The Jewish Ghetto: fried things done correctly
From Testaccio, a 20-minute walk (or a quick bus up the Lungotevere) brings you to the Jewish Ghetto, one of Rome’s most distinctive eating neighbourhoods and consistently underrated by first-timers. The Ghetto’s contribution to Roman street food is primarily fried: carciofi alla giudia (artichokes fried whole until they open like flowers, crisp at the edges, soft in the centre) and filetti di baccalà (deep-fried salt cod in a light batter, served from the window of a small fryer shop on Via del Portico d’Ottavia).
The artichokes run €4–7 each depending on the establishment. The baccalà fillets are typically €3–4 per piece. Eat them standing outside — sitting down at a table in this neighbourhood inverts the whole point of the exercise.
The Ghetto is also the place for bomboloni, the Italian doughnuts sometimes filled with cream or jam. Quality varies; the best versions have a thin crust and a generous, properly sweet filling.
Campo de’ Fiori: pizza al taglio and the market scene
The market at Campo de’ Fiori runs every morning except Sunday, roughly 07:00 to 14:00. It is undeniably touristy by now — the produce stalls have gradually given ground to souvenirs — but the fruit and vegetable vendors are still there and the atmosphere in the morning hours, before the day-trippers arrive, is lively and genuinely Roman.

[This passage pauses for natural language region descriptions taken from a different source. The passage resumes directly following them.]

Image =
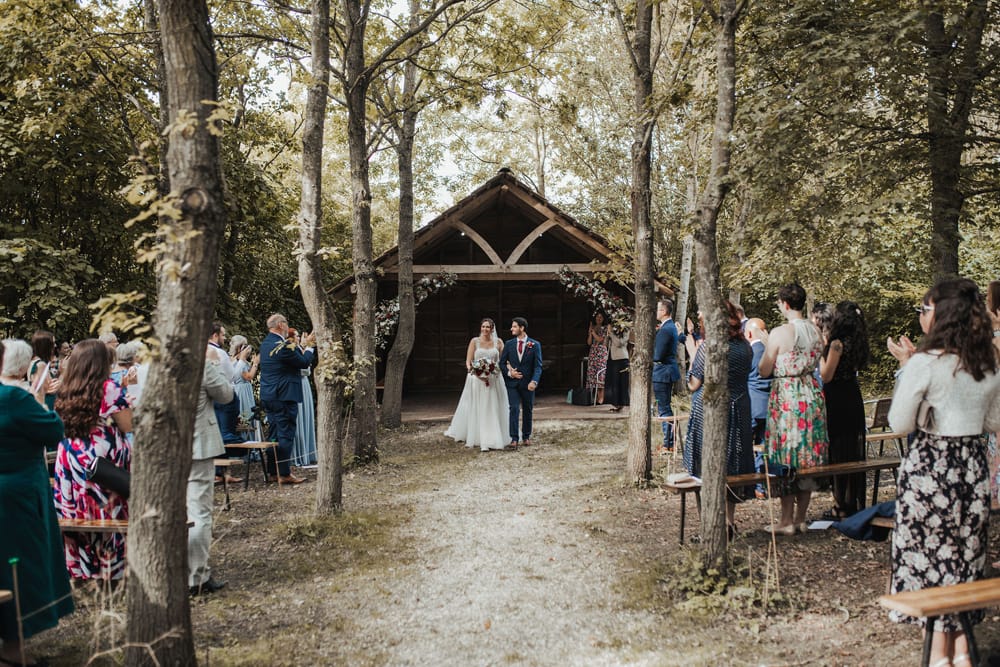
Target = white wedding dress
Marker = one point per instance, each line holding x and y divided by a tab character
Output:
482	417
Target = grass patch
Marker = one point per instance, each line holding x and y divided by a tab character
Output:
690	589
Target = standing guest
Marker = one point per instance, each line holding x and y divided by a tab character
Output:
617	378
17	359
28	521
759	389
796	415
65	349
665	369
207	445
43	345
109	339
281	388
947	390
597	358
245	367
993	308
304	449
96	416
739	441
845	354
125	372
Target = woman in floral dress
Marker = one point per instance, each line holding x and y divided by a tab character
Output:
96	415
597	359
796	433
948	390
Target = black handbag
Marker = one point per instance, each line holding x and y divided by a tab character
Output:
110	477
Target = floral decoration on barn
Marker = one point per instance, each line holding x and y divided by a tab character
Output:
387	312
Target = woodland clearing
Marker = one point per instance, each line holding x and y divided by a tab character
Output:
449	556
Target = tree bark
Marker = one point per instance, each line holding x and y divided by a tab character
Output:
356	84
639	458
395	365
329	382
159	620
952	74
715	394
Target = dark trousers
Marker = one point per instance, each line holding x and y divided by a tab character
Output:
520	398
281	415
663	391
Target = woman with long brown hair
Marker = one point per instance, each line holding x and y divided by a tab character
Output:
948	391
96	416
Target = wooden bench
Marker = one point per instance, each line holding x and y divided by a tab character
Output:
898	439
932	603
676	421
256	445
94	526
693	486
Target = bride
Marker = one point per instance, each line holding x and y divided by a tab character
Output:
481	419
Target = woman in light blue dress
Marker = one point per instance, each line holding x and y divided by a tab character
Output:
240	351
304	448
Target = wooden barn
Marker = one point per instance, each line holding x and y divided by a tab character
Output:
505	243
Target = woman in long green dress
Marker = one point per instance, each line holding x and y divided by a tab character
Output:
28	521
796	434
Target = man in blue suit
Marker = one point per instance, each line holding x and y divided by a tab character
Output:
665	369
521	366
281	388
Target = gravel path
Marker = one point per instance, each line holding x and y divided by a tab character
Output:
509	571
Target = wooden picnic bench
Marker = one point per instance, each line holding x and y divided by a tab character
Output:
749	479
256	445
932	603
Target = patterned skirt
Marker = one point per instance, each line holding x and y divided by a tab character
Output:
942	517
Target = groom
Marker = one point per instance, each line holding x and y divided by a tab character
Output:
521	365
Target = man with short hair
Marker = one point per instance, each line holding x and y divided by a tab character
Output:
109	338
665	369
226	414
281	388
207	445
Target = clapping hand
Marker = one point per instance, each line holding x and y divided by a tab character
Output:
902	349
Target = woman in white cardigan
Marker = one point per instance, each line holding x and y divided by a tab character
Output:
948	391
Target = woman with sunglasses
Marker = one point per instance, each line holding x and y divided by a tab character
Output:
948	391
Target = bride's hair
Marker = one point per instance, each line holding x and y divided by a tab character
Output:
493	327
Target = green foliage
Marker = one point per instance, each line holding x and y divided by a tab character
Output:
42	288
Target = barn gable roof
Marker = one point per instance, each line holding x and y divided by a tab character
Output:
511	233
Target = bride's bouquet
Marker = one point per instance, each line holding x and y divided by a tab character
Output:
483	369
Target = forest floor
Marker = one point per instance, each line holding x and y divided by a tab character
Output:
448	556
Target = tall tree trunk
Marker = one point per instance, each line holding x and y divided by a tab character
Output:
953	56
329	389
639	461
159	619
395	365
356	90
715	395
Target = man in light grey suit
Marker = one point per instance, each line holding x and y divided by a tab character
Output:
215	388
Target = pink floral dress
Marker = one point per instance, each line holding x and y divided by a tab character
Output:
93	555
796	433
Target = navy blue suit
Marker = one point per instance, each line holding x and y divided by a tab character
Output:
759	389
665	374
281	391
530	367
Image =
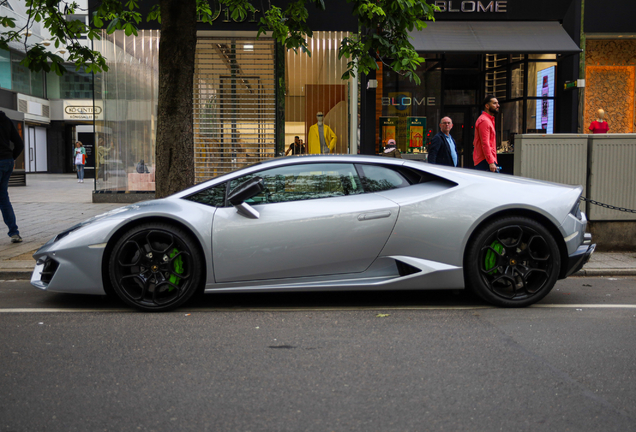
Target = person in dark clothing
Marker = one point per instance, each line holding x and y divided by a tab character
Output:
8	155
443	150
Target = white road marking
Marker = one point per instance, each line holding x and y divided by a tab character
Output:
327	309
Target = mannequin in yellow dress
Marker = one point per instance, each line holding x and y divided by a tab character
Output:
315	144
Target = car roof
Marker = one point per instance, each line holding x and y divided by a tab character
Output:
289	160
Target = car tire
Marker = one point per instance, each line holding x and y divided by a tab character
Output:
512	262
155	267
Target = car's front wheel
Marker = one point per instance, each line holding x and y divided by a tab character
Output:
155	267
512	262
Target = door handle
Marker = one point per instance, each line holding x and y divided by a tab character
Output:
374	215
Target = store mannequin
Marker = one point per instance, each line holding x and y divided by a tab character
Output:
321	139
600	125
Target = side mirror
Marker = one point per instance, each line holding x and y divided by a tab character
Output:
245	191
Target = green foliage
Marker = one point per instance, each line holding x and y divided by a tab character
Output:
383	34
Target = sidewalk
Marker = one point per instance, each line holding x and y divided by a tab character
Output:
50	203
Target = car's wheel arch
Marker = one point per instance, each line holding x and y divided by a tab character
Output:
534	215
141	221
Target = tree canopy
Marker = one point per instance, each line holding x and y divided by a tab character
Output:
382	37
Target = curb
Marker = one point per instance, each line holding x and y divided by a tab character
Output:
606	272
26	274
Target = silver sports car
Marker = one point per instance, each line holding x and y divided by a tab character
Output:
328	223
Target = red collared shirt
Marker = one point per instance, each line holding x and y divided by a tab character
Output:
485	143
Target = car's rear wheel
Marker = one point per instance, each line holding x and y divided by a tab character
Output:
155	267
512	262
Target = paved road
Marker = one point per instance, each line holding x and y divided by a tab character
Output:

For the street food crawl, what matters most is the cluster of pizza al taglio spots within a few minutes’ walk of the piazza. Pizza al taglio — rectangular slabs of pizza sold by weight, cut with scissors, eaten folded in paper — is Rome’s fast food and it is brilliant when done well. Look for places that cycle through their inventory quickly (this means fresh product), and for toppings that are Roman rather than tourist-facing: potato and rosemary, zucchini flowers, the classic rossa (tomato and olive oil, no cheese).
Budget €3–6 for a satisfying portion, depending on weight.
Trastevere: the evening stretch
Trastevere in the evening is the city at its most photogenic and, fair warning, its most crowded with tourists. But it also has a density of good casual eating — gelaterias, aperitivo bars, and above all the street-food stalls that set up on the side streets off Viale di Trastevere after about 18:00.
Look for the fried pastry stalls selling frappe (a Roman carnival fritter, thin and dusted with powdered sugar) and castagnole (small fried dough balls). These are seasonal, most common in winter and spring, but stalls selling some version of fried sweet dough appear year-round.
For something more substantial in Trastevere, the porchetta sandwich — thinly sliced roast suckling pig with crackling, herbs, and occasional chilli — is the move. Quality varies enormously: the best versions have skin that shatters and meat that is moist rather than dried-out. Budget €4–6.
Rome street food walking tour through Trastevere and Campo de’ FioriIf you want to do this systematically with someone who knows which stalls are worth stopping at and which are coasting on their location, a guided street food tour through these two neighbourhoods makes sense. The best ones cover eight to twelve tastings over three to four hours and include enough wine and explanation to make it feel like an education rather than a procession of eating stops.
Gelato: the non-negotiable
No crawl through Rome ends without gelato. The rules are simple and contested: real gelato is served from covered metal containers (pozzetti), not piled in extravagant mounds above the glass counter. The mounds are for show; they indicate stabilisers and food colouring. The flat, covered presentation is for flavour.
Around €2.50–3.50 for a small cup or cone. Flavours to order in Rome: pistachio (pistacchio), hazelnut (nocciola), fig (fico) in season, and the fruit sorbets which should taste exactly like the fruit they’re made from.
Budget for the full crawl: roughly €20–30 per person covers everything above comfortably, with room for a glass of wine in Trastevere.
Practical notes
The crawl as described runs south-to-north roughly: Testaccio in the morning, Jewish Ghetto late morning, Campo de’ Fiori around midday, Trastevere in the evening. It works best on a weekday when the markets are open. Add a side trip to the Mercato di Porta Portese on Sunday morning if you want the flea market experience alongside the food.
Wear shoes you can stand in for several hours. Bring a small bottle of water. And eat less at each stop than you think you want — pacing is the difference between an enjoyable crawl and a mid-afternoon lie-down.